Las gafas de Chas resbalaron sobre su nariz. Las enderezó y sonrió.
– Los de tercer grado viven arriba. La escalera está por aquí -continuó adelante, seguido por Lynley y Havers.
No había nadie en la primera planta del edificio. Recorrieron un estrecho pasillo, cuyo desgastado suelo era de un linóleo marrón. Las paredes estaban pintadas de un verde institucional cubierto de suciedad. Sólo olía a sudor y a humedad. A la altura del techo, tuberías de agua corrían a lo largo del pasillo, bajaban por la pared y desaparecían por un agujero practicado en el suelo. El pasillo estaba flanqueado por puertas. Ninguna tenía cerradura, pero todas estaban cerradas.
Chas se detuvo ante la tercera puerta de la izquierda y llamó una vez.
– Quilter -anunció, entreabriéndola un poco. Echó un rápido vistazo al interior, exclamó «Jesús» y se volvió hacia Lynley y Havers. Su expresión les indicó que algo andaba mal. Hizo lo que pudo por disimular su momentánea turbación, alzando la mano en un ademán de disculpa-. Ésta es. Lo siento muchísimo. Cuesta creer que cuatro chicos puedan… Bien, véanlo por ustedes mismos.
Lynley y Havers entraron. Chas se quedó en la puerta.
Una gran confusión reinaba en el cuarto: libros y revistas tirados por todas partes, papeles diseminados sobre el suelo, cubos de basura sin vaciar, camas deshechas, aparadores abiertos, cajones llenos hasta rebosar, ropas esparcidas en tres de los cuatro compartimientos. O bien se había efectuado un apresurado registro hacía poco, o el prefecto de la residencia responsable de que los muchachos mantuvieran el orden no hacía nada para que respetaran las ordenanzas.

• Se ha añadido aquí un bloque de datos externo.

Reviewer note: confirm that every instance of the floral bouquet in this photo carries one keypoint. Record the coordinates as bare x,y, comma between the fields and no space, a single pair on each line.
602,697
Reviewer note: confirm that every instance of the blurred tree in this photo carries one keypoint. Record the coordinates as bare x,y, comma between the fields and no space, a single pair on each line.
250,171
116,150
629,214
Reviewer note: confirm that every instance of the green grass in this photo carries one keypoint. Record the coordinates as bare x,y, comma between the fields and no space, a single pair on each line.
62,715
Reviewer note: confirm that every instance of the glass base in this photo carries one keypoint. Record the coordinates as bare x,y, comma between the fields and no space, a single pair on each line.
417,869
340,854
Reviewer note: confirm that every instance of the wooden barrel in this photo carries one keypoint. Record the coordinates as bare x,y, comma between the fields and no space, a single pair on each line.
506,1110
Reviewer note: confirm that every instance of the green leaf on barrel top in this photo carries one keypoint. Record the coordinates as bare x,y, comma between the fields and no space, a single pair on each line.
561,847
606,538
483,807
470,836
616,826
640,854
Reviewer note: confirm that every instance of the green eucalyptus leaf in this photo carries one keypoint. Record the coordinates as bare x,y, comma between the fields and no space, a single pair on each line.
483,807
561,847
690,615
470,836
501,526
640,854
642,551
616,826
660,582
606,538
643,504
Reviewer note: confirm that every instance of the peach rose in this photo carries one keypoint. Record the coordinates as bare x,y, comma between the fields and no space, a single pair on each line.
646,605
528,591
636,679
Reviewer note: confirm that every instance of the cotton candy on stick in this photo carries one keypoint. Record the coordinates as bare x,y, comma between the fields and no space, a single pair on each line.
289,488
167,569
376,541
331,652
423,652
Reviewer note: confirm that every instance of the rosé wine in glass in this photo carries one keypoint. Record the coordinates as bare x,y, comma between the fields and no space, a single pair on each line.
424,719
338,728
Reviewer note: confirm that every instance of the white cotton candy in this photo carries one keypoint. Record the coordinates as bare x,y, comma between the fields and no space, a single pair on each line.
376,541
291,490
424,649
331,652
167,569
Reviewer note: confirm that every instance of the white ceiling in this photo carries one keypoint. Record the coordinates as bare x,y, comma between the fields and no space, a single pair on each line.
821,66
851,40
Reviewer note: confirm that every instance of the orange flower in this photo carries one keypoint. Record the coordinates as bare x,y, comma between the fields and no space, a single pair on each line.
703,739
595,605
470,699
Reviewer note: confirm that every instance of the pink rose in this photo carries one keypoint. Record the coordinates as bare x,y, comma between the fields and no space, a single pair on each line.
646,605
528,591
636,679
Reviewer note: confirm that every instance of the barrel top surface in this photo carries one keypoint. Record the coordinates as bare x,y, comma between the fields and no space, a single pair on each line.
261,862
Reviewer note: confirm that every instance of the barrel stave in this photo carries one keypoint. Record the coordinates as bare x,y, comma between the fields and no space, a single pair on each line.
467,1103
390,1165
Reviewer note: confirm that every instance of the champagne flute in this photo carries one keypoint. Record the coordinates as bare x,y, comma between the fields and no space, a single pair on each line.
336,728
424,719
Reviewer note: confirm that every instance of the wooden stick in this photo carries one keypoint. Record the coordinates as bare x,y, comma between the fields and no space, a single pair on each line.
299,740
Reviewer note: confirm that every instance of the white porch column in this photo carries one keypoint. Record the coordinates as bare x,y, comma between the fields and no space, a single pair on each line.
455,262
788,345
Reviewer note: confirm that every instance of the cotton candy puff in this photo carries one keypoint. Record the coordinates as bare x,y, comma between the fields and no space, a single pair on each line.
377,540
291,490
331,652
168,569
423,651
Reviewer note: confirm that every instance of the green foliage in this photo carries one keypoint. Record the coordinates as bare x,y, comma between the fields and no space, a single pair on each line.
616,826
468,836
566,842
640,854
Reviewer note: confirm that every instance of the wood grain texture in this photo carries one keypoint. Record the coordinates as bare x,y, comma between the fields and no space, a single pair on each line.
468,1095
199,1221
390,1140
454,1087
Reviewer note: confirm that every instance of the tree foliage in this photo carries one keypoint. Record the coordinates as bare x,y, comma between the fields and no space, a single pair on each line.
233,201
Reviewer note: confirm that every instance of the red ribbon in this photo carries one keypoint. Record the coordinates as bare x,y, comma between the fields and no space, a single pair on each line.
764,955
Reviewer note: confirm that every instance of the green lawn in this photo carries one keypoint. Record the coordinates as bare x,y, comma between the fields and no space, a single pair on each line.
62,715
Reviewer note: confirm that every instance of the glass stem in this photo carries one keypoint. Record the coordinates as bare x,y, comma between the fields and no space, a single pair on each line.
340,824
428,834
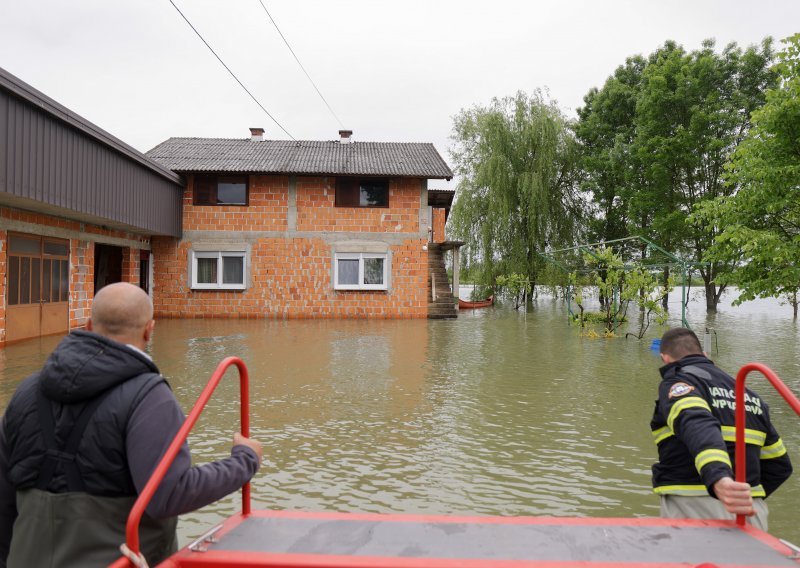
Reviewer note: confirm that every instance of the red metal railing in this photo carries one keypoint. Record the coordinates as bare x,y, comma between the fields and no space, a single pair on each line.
741,449
135,516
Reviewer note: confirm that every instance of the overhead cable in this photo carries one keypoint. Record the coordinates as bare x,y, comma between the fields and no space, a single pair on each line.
231,72
300,64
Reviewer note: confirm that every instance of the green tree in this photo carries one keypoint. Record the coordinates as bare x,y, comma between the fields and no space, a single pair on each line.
759,226
692,111
655,140
606,129
623,285
517,160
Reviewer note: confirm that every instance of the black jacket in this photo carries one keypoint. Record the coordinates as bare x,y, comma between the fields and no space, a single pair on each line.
694,427
84,366
136,419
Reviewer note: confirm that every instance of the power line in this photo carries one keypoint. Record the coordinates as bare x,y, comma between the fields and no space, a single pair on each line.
231,72
300,64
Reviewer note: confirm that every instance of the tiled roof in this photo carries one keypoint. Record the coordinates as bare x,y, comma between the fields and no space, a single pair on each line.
301,157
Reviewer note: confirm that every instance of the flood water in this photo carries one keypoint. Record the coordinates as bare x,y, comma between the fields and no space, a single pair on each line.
496,413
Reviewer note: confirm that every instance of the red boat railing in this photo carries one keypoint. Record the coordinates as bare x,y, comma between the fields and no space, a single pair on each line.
135,516
741,449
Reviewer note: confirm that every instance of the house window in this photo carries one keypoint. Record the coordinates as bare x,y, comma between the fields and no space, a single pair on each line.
361,271
362,192
219,270
220,190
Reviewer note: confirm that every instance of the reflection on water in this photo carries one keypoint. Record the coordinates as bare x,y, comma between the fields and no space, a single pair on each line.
497,412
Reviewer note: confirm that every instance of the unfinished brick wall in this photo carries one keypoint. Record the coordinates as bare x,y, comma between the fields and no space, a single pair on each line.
291,276
267,209
81,261
316,210
439,222
81,285
3,281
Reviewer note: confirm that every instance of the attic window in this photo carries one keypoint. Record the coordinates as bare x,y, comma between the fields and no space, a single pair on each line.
362,192
220,190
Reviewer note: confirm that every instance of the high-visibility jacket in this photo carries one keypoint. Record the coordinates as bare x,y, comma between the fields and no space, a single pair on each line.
693,426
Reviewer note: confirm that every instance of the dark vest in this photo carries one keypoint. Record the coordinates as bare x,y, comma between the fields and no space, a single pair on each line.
56,525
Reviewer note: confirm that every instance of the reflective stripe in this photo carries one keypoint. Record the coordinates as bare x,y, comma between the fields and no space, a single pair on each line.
754,437
699,490
687,490
707,456
775,450
683,404
662,434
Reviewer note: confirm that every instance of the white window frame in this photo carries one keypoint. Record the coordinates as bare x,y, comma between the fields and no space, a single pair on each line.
219,255
360,256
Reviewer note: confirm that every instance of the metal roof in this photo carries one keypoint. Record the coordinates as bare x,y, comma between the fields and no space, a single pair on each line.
35,97
301,157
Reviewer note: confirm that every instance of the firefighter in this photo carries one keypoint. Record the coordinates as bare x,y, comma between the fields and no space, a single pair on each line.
694,428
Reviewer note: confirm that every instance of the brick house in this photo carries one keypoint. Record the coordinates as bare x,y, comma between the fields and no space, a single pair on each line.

Lynley reflexionó sobre cuál de las dos posibilidades era más verosímil. Mientras tanto, vio que Chas salía del dormitorio, le oyó abrir y cerrar puertas, oyó sus murmullos de incredulidad y supo la respuesta.
– ¿Sabemos cómo se llama el prefecto de la residencia, sargento?
Havers abrió su cuaderno, leyó y continuó pasando las páginas.
– John Corntel dijo que era… Ya lo tengo. Brian Byrne. ¿Es el responsable de esto, señor?
– Yo más bien diría el irresponsable. A ver si encontramos algo.
El dormitorio estaba dividido en dos compartimientos, definidos cada uno por tabiques de conglomerado pintados de blanco y que se alzaban a un metro y medio del suelo, proporcionando cierto grado de intimidad. El muy limitado espacio del compartimiento contenía una cama, con dos cajones practicados en el armazón inferior, un armario con el nombre del ocupante del compartimiento fijado con celo, y cualquier decoración mural que el muchacho eligiera para afirmar su propiedad.
Resultaba intrigante comprobar la diferencia entre lo que Matthew Whateley había clavado en sus paredes y lo que habían escogido los otros chicos. En el compartimiento que pertenecía a un tal Wedge colgaba una colección de carteles de música rock, que revelaba unas aficiones musicales bastante eclécticas. U2, los Eurythmics, El muro de Pink Floyd, Prince, coexistían con añejas fotografías de los Beatles, los Byrds, y Peter, Paul and Mary. En el compartimiento de Arlen, bellezas en trajes de baño muy sugerentes posaban con languidez, rodeadas de arena, o caminaban a grandes zancadas sobre las dunas, como amazonas, arqueándose para marcar sus duros pezones, salpicadas por espuma de las olas, en una explícita referencia freudiana. Smythe-Andrews, el ocupante del tercer nicho, había coleccionado fotogramas de las escenas más espeluznantes de Alien, que plasmaban el final violento de los protagonistas con todo lujo de detalles, incluyendo los estómagos despanzurrados. También aparecía el propio monstruo, una combinación de sierra de cadena, mantis religiosa y el ser que surgía del aparato del científico en La mosca.